Catherine O'Leary
1827 - 1895
Catherine O'Leary est devenue l'une des citoyennes privées les plus célèbres de l'histoire de Chicago, car son nom s'est presque instantanément et injustement attaché au grand incendie de la ville. Elle et son mari, Patrick, étaient des immigrants irlandais de la classe ouvrière, faisant partie de la vaste population laborieuse qui a fait croître Chicago en l'alimentant par le travail domestique, les petites exploitations et une endurance tenace. Leur maison et leur grange se trouvaient dans un quartier de moyens modestes, où la ville physique était intime : les gens gardaient des animaux, entreposaient des outils et vivaient près des matériaux de la survie quotidienne.
Le dossier historique ne soutient pas la légende ultérieure selon laquelle sa vache aurait renversé la lanterne et déclenché l'incendie. Cette histoire, répétée pendant des décennies, est désormais considérée par les historiens comme un folklore plutôt que comme un fait. Ce qui est documenté est plus humiliant et plus ordinaire : après l'incendie, la famille est devenue un vecteur pratique pour le besoin de la ville d'attribuer une faute humaine unique à une catastrophe qui était en réalité structurelle. Dans une ville en proie à la perte, le blâme s'est concentré sur une femme dont le statut d'immigrante et la vie domestique la rendaient vulnérable à la mythification publique.
L'importance de Catherine O'Leary réside moins dans ce qu'elle a fait que dans ce qui a été fait à sa mémoire. Elle a été transformée en symbole de négligence sans preuve suffisante pour la condamner dans le tribunal de l'histoire. Cette transformation nous en dit long sur les attitudes urbaines du XIXe siècle envers la classe, l'ethnicité et le genre. Une pauvre femme catholique irlandaise était plus facile à caricaturer qu'une ville qui avait construit trop de bois et protégé trop peu avec la pression de l'eau et le code.
Elle a enduré des décennies de notoriété et aurait vécu une grande partie de sa vie ultérieure dans une relative obscurité.
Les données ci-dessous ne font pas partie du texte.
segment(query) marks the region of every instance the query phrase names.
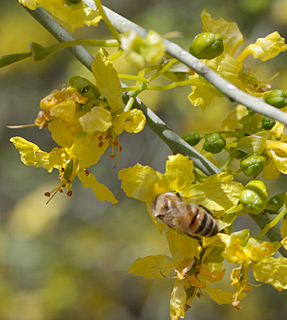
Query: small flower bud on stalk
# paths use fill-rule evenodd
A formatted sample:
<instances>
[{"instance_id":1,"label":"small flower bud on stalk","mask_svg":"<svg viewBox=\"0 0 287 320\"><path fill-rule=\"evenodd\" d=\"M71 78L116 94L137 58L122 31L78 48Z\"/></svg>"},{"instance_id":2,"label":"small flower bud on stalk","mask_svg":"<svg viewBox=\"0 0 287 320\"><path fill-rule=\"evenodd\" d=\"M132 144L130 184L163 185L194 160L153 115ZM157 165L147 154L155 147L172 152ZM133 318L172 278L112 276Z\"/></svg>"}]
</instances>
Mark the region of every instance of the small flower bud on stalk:
<instances>
[{"instance_id":1,"label":"small flower bud on stalk","mask_svg":"<svg viewBox=\"0 0 287 320\"><path fill-rule=\"evenodd\" d=\"M202 32L192 41L189 52L198 59L213 59L223 50L222 35L211 32Z\"/></svg>"},{"instance_id":2,"label":"small flower bud on stalk","mask_svg":"<svg viewBox=\"0 0 287 320\"><path fill-rule=\"evenodd\" d=\"M182 138L191 146L195 146L202 139L202 135L196 131L187 132Z\"/></svg>"},{"instance_id":3,"label":"small flower bud on stalk","mask_svg":"<svg viewBox=\"0 0 287 320\"><path fill-rule=\"evenodd\" d=\"M268 118L268 117L263 117L262 118L262 128L265 130L271 130L276 124L276 121Z\"/></svg>"},{"instance_id":4,"label":"small flower bud on stalk","mask_svg":"<svg viewBox=\"0 0 287 320\"><path fill-rule=\"evenodd\" d=\"M218 132L210 133L205 136L205 141L203 144L203 149L205 151L219 153L225 148L225 146L226 141Z\"/></svg>"},{"instance_id":5,"label":"small flower bud on stalk","mask_svg":"<svg viewBox=\"0 0 287 320\"><path fill-rule=\"evenodd\" d=\"M240 162L240 167L247 177L255 177L264 169L266 160L263 156L252 155Z\"/></svg>"},{"instance_id":6,"label":"small flower bud on stalk","mask_svg":"<svg viewBox=\"0 0 287 320\"><path fill-rule=\"evenodd\" d=\"M240 202L243 208L251 214L261 213L268 200L265 184L260 180L252 180L247 183L240 193Z\"/></svg>"},{"instance_id":7,"label":"small flower bud on stalk","mask_svg":"<svg viewBox=\"0 0 287 320\"><path fill-rule=\"evenodd\" d=\"M287 106L287 91L286 90L273 90L265 98L265 102L271 104L272 106L282 109Z\"/></svg>"}]
</instances>

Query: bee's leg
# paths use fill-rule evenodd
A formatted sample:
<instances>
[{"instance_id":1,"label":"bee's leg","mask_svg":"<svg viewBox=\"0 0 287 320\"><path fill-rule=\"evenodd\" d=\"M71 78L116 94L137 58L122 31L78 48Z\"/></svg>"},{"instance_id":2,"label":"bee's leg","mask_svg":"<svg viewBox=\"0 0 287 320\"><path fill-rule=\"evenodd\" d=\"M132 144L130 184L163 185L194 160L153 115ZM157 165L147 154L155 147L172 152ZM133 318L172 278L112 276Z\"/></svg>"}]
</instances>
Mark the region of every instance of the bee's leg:
<instances>
[{"instance_id":1,"label":"bee's leg","mask_svg":"<svg viewBox=\"0 0 287 320\"><path fill-rule=\"evenodd\" d=\"M199 245L201 246L202 250L204 249L203 246L202 246L202 241L201 241L201 238L196 236L196 235L191 235L191 234L187 234L187 236L193 238L193 239L196 239L199 243Z\"/></svg>"},{"instance_id":2,"label":"bee's leg","mask_svg":"<svg viewBox=\"0 0 287 320\"><path fill-rule=\"evenodd\" d=\"M187 236L189 236L189 237L191 237L193 239L196 239L198 241L201 241L201 238L199 236L195 235L195 234L187 234Z\"/></svg>"}]
</instances>

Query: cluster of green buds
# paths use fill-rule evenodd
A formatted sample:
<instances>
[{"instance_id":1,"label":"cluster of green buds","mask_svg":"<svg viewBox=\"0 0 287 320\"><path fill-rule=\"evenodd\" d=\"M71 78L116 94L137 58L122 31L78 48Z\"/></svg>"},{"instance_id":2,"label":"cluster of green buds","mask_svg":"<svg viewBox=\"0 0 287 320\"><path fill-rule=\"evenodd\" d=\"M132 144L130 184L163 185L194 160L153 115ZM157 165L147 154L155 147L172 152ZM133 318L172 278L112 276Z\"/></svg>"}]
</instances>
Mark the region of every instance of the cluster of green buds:
<instances>
[{"instance_id":1,"label":"cluster of green buds","mask_svg":"<svg viewBox=\"0 0 287 320\"><path fill-rule=\"evenodd\" d=\"M198 59L214 59L224 50L221 34L202 32L192 41L189 52Z\"/></svg>"},{"instance_id":2,"label":"cluster of green buds","mask_svg":"<svg viewBox=\"0 0 287 320\"><path fill-rule=\"evenodd\" d=\"M207 152L219 153L226 146L225 139L218 132L204 135L196 131L190 131L183 136L183 139L191 146L197 145L199 141L203 138L205 140L203 144L203 149Z\"/></svg>"}]
</instances>

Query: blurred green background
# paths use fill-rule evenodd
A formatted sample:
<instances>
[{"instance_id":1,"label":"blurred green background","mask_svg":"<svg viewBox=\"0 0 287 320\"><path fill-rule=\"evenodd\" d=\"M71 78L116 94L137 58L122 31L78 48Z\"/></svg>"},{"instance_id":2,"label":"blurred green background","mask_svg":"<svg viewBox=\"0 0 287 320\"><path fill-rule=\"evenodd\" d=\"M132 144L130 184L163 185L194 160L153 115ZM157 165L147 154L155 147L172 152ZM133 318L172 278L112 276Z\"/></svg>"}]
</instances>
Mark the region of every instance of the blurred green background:
<instances>
[{"instance_id":1,"label":"blurred green background","mask_svg":"<svg viewBox=\"0 0 287 320\"><path fill-rule=\"evenodd\" d=\"M245 45L275 30L287 37L286 0L106 0L103 4L161 34L181 32L174 41L184 47L201 32L203 8L214 18L236 21ZM103 26L78 30L75 36L110 37ZM1 0L0 55L28 51L32 41L45 46L55 43L17 1ZM286 89L286 61L285 53L266 63L252 59L247 63L260 79L280 71L272 86ZM115 66L120 73L135 72L123 60ZM57 195L46 205L43 194L58 184L56 172L24 166L9 142L10 137L20 135L42 150L54 147L48 131L6 126L33 123L40 99L61 89L74 75L92 79L68 51L43 62L26 60L0 70L0 319L168 319L173 280L144 280L128 274L129 265L138 257L169 254L167 241L151 223L145 205L126 198L117 179L120 169L136 163L163 172L168 147L148 127L138 134L122 134L123 152L117 168L113 168L109 152L93 168L98 180L114 192L118 204L98 201L91 190L75 181L71 198ZM190 88L178 88L141 98L179 134L217 130L234 107L227 99L218 99L202 113L187 100L189 93ZM266 184L270 195L286 191L284 177ZM237 227L254 227L254 233L258 232L248 217ZM227 276L223 286L231 290L229 282ZM284 319L286 298L286 292L279 293L269 285L254 287L242 302L243 309L237 311L218 306L205 295L193 301L186 319Z\"/></svg>"}]
</instances>

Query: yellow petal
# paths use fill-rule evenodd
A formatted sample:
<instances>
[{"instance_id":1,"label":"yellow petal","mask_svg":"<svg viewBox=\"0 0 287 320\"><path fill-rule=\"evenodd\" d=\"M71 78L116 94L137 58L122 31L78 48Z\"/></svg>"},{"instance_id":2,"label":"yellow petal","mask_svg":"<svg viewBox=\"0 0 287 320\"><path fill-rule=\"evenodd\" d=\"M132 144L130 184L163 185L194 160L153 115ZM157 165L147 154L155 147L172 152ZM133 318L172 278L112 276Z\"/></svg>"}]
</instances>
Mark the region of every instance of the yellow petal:
<instances>
[{"instance_id":1,"label":"yellow petal","mask_svg":"<svg viewBox=\"0 0 287 320\"><path fill-rule=\"evenodd\" d=\"M140 164L120 170L119 179L128 197L147 203L151 203L157 194L168 191L163 186L161 173Z\"/></svg>"},{"instance_id":2,"label":"yellow petal","mask_svg":"<svg viewBox=\"0 0 287 320\"><path fill-rule=\"evenodd\" d=\"M287 220L286 219L282 219L280 232L281 232L281 236L284 240L284 244L282 243L282 245L284 246L285 249L287 249Z\"/></svg>"},{"instance_id":3,"label":"yellow petal","mask_svg":"<svg viewBox=\"0 0 287 320\"><path fill-rule=\"evenodd\" d=\"M183 260L184 258L199 259L202 248L197 239L179 234L170 228L168 229L166 236L169 250L176 260Z\"/></svg>"},{"instance_id":4,"label":"yellow petal","mask_svg":"<svg viewBox=\"0 0 287 320\"><path fill-rule=\"evenodd\" d=\"M240 87L238 76L242 70L242 63L235 60L229 53L223 53L212 60L205 61L205 63L222 78Z\"/></svg>"},{"instance_id":5,"label":"yellow petal","mask_svg":"<svg viewBox=\"0 0 287 320\"><path fill-rule=\"evenodd\" d=\"M254 44L250 44L237 58L242 61L249 54L252 54L255 59L266 61L276 57L280 52L287 50L285 39L275 31L265 38L258 38Z\"/></svg>"},{"instance_id":6,"label":"yellow petal","mask_svg":"<svg viewBox=\"0 0 287 320\"><path fill-rule=\"evenodd\" d=\"M100 49L92 62L93 74L101 94L108 100L111 111L122 108L122 87L117 71L111 62L107 61L106 53Z\"/></svg>"},{"instance_id":7,"label":"yellow petal","mask_svg":"<svg viewBox=\"0 0 287 320\"><path fill-rule=\"evenodd\" d=\"M163 179L170 190L180 192L182 196L185 196L194 182L193 161L180 153L169 156L168 159Z\"/></svg>"},{"instance_id":8,"label":"yellow petal","mask_svg":"<svg viewBox=\"0 0 287 320\"><path fill-rule=\"evenodd\" d=\"M267 258L252 264L256 281L269 283L278 291L287 289L287 259Z\"/></svg>"},{"instance_id":9,"label":"yellow petal","mask_svg":"<svg viewBox=\"0 0 287 320\"><path fill-rule=\"evenodd\" d=\"M228 292L218 288L205 288L206 293L210 296L210 298L215 301L217 304L231 304L234 293ZM239 299L243 299L246 297L245 293L241 293L239 295Z\"/></svg>"},{"instance_id":10,"label":"yellow petal","mask_svg":"<svg viewBox=\"0 0 287 320\"><path fill-rule=\"evenodd\" d=\"M221 172L208 177L203 183L193 184L188 196L219 214L237 205L242 188L241 183L233 181L232 175Z\"/></svg>"},{"instance_id":11,"label":"yellow petal","mask_svg":"<svg viewBox=\"0 0 287 320\"><path fill-rule=\"evenodd\" d=\"M266 150L268 156L272 158L276 168L287 173L287 143L282 141L266 141Z\"/></svg>"},{"instance_id":12,"label":"yellow petal","mask_svg":"<svg viewBox=\"0 0 287 320\"><path fill-rule=\"evenodd\" d=\"M215 90L204 82L198 85L192 85L192 92L188 95L188 100L195 107L201 107L204 111L212 102L213 98L216 97Z\"/></svg>"},{"instance_id":13,"label":"yellow petal","mask_svg":"<svg viewBox=\"0 0 287 320\"><path fill-rule=\"evenodd\" d=\"M245 106L239 104L235 109L227 114L222 120L221 127L226 131L234 131L242 127L240 120L248 115L248 110Z\"/></svg>"},{"instance_id":14,"label":"yellow petal","mask_svg":"<svg viewBox=\"0 0 287 320\"><path fill-rule=\"evenodd\" d=\"M78 120L66 122L59 118L49 122L48 128L52 133L53 140L64 148L70 148L74 143L75 134L82 130Z\"/></svg>"},{"instance_id":15,"label":"yellow petal","mask_svg":"<svg viewBox=\"0 0 287 320\"><path fill-rule=\"evenodd\" d=\"M38 1L36 0L18 0L23 6L26 6L30 10L35 10L38 7Z\"/></svg>"},{"instance_id":16,"label":"yellow petal","mask_svg":"<svg viewBox=\"0 0 287 320\"><path fill-rule=\"evenodd\" d=\"M56 147L50 152L51 166L57 169L63 167L64 162L66 163L66 161L69 159L69 155L67 154L67 152L65 152L66 150L63 148Z\"/></svg>"},{"instance_id":17,"label":"yellow petal","mask_svg":"<svg viewBox=\"0 0 287 320\"><path fill-rule=\"evenodd\" d=\"M230 54L223 53L215 59L206 60L206 65L219 74L222 78L228 80L238 88L244 89L243 84L239 81L238 76L242 64L237 62ZM214 97L222 97L222 93L205 79L198 75L189 77L193 92L188 99L194 106L200 106L203 110L210 105Z\"/></svg>"},{"instance_id":18,"label":"yellow petal","mask_svg":"<svg viewBox=\"0 0 287 320\"><path fill-rule=\"evenodd\" d=\"M18 149L21 155L21 161L26 166L40 167L50 171L53 166L50 164L50 154L40 150L40 148L24 138L13 137L10 141Z\"/></svg>"},{"instance_id":19,"label":"yellow petal","mask_svg":"<svg viewBox=\"0 0 287 320\"><path fill-rule=\"evenodd\" d=\"M65 121L72 121L75 115L76 103L72 100L66 100L50 108L50 113Z\"/></svg>"},{"instance_id":20,"label":"yellow petal","mask_svg":"<svg viewBox=\"0 0 287 320\"><path fill-rule=\"evenodd\" d=\"M145 38L128 30L121 35L121 48L128 51L127 60L136 68L143 68L145 62L158 63L165 54L161 36L150 30Z\"/></svg>"},{"instance_id":21,"label":"yellow petal","mask_svg":"<svg viewBox=\"0 0 287 320\"><path fill-rule=\"evenodd\" d=\"M138 258L129 268L129 273L146 279L156 279L168 276L177 267L178 262L166 255L159 254Z\"/></svg>"},{"instance_id":22,"label":"yellow petal","mask_svg":"<svg viewBox=\"0 0 287 320\"><path fill-rule=\"evenodd\" d=\"M112 126L112 115L103 107L94 107L80 119L83 130L88 134L107 131Z\"/></svg>"},{"instance_id":23,"label":"yellow petal","mask_svg":"<svg viewBox=\"0 0 287 320\"><path fill-rule=\"evenodd\" d=\"M224 51L234 55L236 48L243 43L243 36L235 22L227 22L223 18L215 20L211 15L202 10L201 21L203 31L219 33L223 36Z\"/></svg>"},{"instance_id":24,"label":"yellow petal","mask_svg":"<svg viewBox=\"0 0 287 320\"><path fill-rule=\"evenodd\" d=\"M165 54L165 46L161 36L157 32L150 30L146 35L146 44L148 50L144 54L145 60L149 63L159 62Z\"/></svg>"},{"instance_id":25,"label":"yellow petal","mask_svg":"<svg viewBox=\"0 0 287 320\"><path fill-rule=\"evenodd\" d=\"M146 118L141 110L133 109L128 112L122 112L113 119L113 127L117 135L123 130L127 132L140 132L146 123Z\"/></svg>"},{"instance_id":26,"label":"yellow petal","mask_svg":"<svg viewBox=\"0 0 287 320\"><path fill-rule=\"evenodd\" d=\"M189 287L188 280L175 280L169 303L171 320L185 317L186 290Z\"/></svg>"},{"instance_id":27,"label":"yellow petal","mask_svg":"<svg viewBox=\"0 0 287 320\"><path fill-rule=\"evenodd\" d=\"M81 168L88 168L96 164L109 146L109 140L100 140L101 133L87 135L75 140L72 150L79 160Z\"/></svg>"},{"instance_id":28,"label":"yellow petal","mask_svg":"<svg viewBox=\"0 0 287 320\"><path fill-rule=\"evenodd\" d=\"M83 1L77 4L70 3L69 5L65 4L65 1L59 0L19 0L19 2L32 10L35 9L34 3L37 2L40 7L48 10L62 25L64 24L64 27L71 31L84 25L97 26L101 20L96 8L92 10Z\"/></svg>"},{"instance_id":29,"label":"yellow petal","mask_svg":"<svg viewBox=\"0 0 287 320\"><path fill-rule=\"evenodd\" d=\"M95 196L100 201L110 201L112 204L117 203L117 199L113 193L104 185L98 182L94 175L86 173L85 170L78 172L78 177L82 182L84 188L92 188Z\"/></svg>"}]
</instances>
Sa propre voix ne survit que de manière fragmentaire dans les archives, ce qui fait partie de l'injustice. L'histoire des catastrophes privilégie souvent les fonctionnaires, les ingénieurs et les enquêteurs ; ici aussi, la femme la plus associée à l'incendie n'a jamais été entendue de manière significative. Son destin est devenu indissociable du mythe d'origine de la ville, et elle a payé ce mythe par sa réputation.
La vie de Catherine O'Leary appartient à l'histoire de l'incendie de Chicago car l'incendie n'a pas seulement brûlé des bâtiments. Il a également brûlé dans la mémoire publique une histoire qui obscurcissait les véritables causes de la catastrophe. Elle reste un rappel qu'après une catastrophe, les sociétés cherchent souvent un visage avant de chercher un système.